Following the decision to postpone UK Black Pride, its co-founder Phyll Opoku-Gyimah (AKA Lady Phyll) talks about what they’ll be doing instead, no-platforming and the calls for ‘White Pride’.

“It might be a bit noisy,” a locked-down Lady Phyll warns on the phone, then activating her coffee machine – one of “the joys of working from home”. She and her daughter haven’t killed each other yet, says the UK Black Pride executive director, reckoning she’s also become “pretty good” at her legs, bums and tums workout. Simultaneously, while the current situation means free time for some, she’s “still incredibly busy trying to fight for survival of an organisation, and people’s livelihoods here and abroad”. In my own work, I’ve felt a little less pressure than usual, in a climate where I sense empathy towards any individual or business doing what they can under the circumstances. “People are generally a little bit more forgiving,” she says, “because we’re going through these weird and wild times. Nobody’s ever known anything like it. There are some things you make up as you go along and other things which just have to be put on hold because it’s beyond your control.”

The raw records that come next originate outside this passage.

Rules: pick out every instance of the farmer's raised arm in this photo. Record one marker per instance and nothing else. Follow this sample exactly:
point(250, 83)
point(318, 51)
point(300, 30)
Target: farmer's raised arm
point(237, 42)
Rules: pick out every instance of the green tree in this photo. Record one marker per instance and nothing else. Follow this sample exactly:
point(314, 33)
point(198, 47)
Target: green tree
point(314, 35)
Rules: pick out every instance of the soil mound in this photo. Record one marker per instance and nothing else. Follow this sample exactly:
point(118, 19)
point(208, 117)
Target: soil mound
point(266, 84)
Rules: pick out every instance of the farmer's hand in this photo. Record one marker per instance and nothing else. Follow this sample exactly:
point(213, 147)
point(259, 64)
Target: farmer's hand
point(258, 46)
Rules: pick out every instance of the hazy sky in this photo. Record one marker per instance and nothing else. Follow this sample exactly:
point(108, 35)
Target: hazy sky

How does Covid-19 – which she now calls a plague instead of a virus – specifically touch queer people and people of colour? To answer, she says, you have to consider what marginalised and vulnerable communities faced prior to coronavirus. If Covid leads to certain police powers “which are already disproportionately impacting black communities, then that’s something that will affect us.” The disease threatens the homeless, she resumes, many of whom belong to the queer BAME community. There are queer deaf people – already challenged – who’ll find virtual interaction far from straightforward, and QPOC now confined to spaces in which they’re misunderstood by family –“If I had to go back to my parents’ home because of Covid-19, and I couldn’t be free to be myself and talk about the women I choose to love… then fuck, I would be depressed.”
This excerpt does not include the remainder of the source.